Pertanyaan rakyat pun muncul:
Tugas apa yang bernilai Rp 65 juta per kepala per bulan di Pemkot Depok?
Metode ‘Dikecualikan’ dan Minim Transparansi
Belanja tanah memakai metode Dikecualikan, yang secara regulasi dimungkinkan. Namun masalahnya, paket jumbo ini:
-
Tidak mencantumkan lokasi spesifik tanah
-
Tidak mencantumkan luas lahan
-
Tidak mencantumkan pemilik lahan
-
Tidak menampilkan dokumen appraisal KJPP
-
Jadwal pelaksanaan tercatat dimulai sebelum paket diumumkan ke publik
Pola ini membuka ruang dugaan permainan harga, mark-up, bahkan potensi fee gelap di balik meja.
Seorang pejabat internal yang enggan disebut nama, menyebut bahwa praktik “tim teknis rasa ATM” lazim dalam paket lahan.
“Kalau sudah bicara lahan, semua bisa cair. Yang penting aman di atas, sisanya mengalir,” ujar sumber tersebut.
Aparat Penegak Hukum: Diam atau Tertidur?
Publik bertanya-tanya: mengapa praktik anggaran mencurigakan ini tidak disentuh aparat?
Di kalangan aktivis antikorupsi, muncul dugaan adanya “perisai kekuasaan” dan jalur koordinasi tak resmi yang membuat pengawasan mundul. Apalagi sejumlah kasus pengadaan lahan Depok pernah muncul di meja aparat, termasuk dalam sinyal radar KPK — namun redup tanpa ujung.

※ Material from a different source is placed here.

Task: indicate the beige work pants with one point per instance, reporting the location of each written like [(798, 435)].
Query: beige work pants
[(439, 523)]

Deklarasi politik tentang efisiensi anggaran terasa seperti slogan, sementara di lapangan indikasi bancakan anggaran berjalan mulus
Ironi Politik: Komitmen Antikorupsi Diprank di Depok
Depok adalah kandang politik kekuasaan yang sejak awal menyambung poros nasional. Namun praktik di lapangan menunjukkan paradoks.

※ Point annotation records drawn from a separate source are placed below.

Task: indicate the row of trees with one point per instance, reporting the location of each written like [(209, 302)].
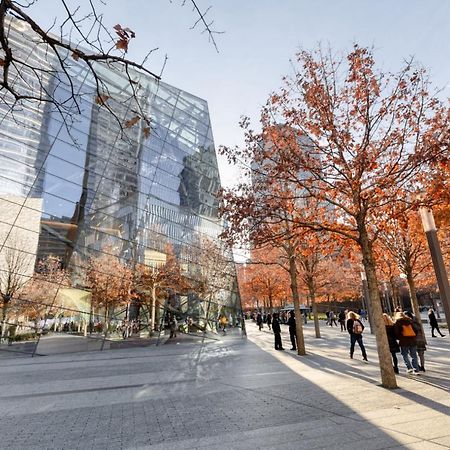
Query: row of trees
[(345, 157)]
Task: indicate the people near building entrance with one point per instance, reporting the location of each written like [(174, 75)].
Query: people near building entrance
[(392, 340), (332, 318), (421, 342), (406, 335), (292, 330), (277, 332), (259, 321), (355, 329), (269, 320), (433, 323), (341, 320), (223, 322), (173, 326)]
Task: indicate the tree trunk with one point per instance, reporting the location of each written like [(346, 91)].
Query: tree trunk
[(384, 355), (412, 293), (312, 297), (298, 322), (4, 317), (153, 311)]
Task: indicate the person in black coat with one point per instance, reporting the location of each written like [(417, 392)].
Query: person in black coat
[(277, 332), (433, 323), (394, 348), (292, 330), (259, 321), (269, 320)]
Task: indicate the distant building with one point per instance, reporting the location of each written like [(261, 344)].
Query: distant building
[(99, 189)]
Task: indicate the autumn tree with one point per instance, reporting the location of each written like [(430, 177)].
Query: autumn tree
[(38, 298), (353, 137), (263, 280), (212, 274), (110, 282), (16, 267), (404, 240)]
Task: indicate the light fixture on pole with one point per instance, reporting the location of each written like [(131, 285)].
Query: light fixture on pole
[(429, 226)]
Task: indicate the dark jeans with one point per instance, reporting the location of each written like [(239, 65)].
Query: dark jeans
[(278, 344), (293, 336), (357, 338), (394, 359), (406, 352), (435, 327)]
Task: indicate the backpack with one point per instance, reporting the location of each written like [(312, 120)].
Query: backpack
[(408, 331), (357, 327)]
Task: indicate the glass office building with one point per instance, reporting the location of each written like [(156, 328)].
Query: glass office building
[(90, 187)]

Saat pusat bicara disiplin fiskal dan perang melawan korupsi, Depok justru menampilkan wajah lain:
anggaran jumbo, transparansi minim, dan honor tim yang mencekik logika publik.

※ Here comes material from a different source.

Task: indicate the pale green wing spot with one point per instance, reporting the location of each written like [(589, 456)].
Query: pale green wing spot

Jika benar elite politik nasional tengah dirayu narasi antikorupsi, maka publik berhak bertanya:
apakah Depok sedang mempermalukan agenda bersih-bersih itu dari dalam? redakasi Media Nasional Obor Keadilan punya banyak pengalaman konfirmasi pada DISRUMKIM DEPOK, Dasar hukum permintaab informasi kerap ditabrak pake ketapel senjata selevel PERWAL, sejak KONSTITUSI NEGARA DIKANGKANGI DINAS INI, MUSTAHIL LAGI KITA MAU KONFIRMASI, TAAKUT DISUAP DAN DIKANGKANGI LAHI HUKUM NEGARA PAKE PERWAL ITU ALASAN HUKUMNYA. SEHINGGA KITA SAJIKA DATA YURIDIS
Tunggu Klarifikasi Resmi
aAtas nama hukum, Redaksi akan menunggu yang dibawah ini.
-
Kepala Dinas Perumahan & Permukiman Kota Depok
-
Sekda Kota Depok
-
Walikota Depok
-
DPRD Kota Depok (Banggar)
-
Inspektorat
-
BPK Perwakilan Jawa Barat
-
KPK RI
Publik berhak tahu:
Siapa saja yang duduk sebagai tim pengadaan lahan?
Apa output pekerjaannya?
Mengapa honor mencapai Rp 3,26 miliar?
Di mana lokasi lahan Rp 207 miliar itu berada?
Sampai jawaban muncul, bau permainan anggaran ini tak bisa ditutup dengan retorika politik.
Investigasi ini akan berlanjut dengan menelusuri:
-
SK Tim Pengadaan
-
Dokumen appraisal KJPP
-
Legal audit lahan
-
Aliran belanja APBD pada subrekening lahan 2025
Tidak ada uang negara yang boleh menguap tanpa alasan. Tidak ada “tim” yang boleh menikmati anggaran jumbo tanpa transparansi. Lembar ini baru pembuka.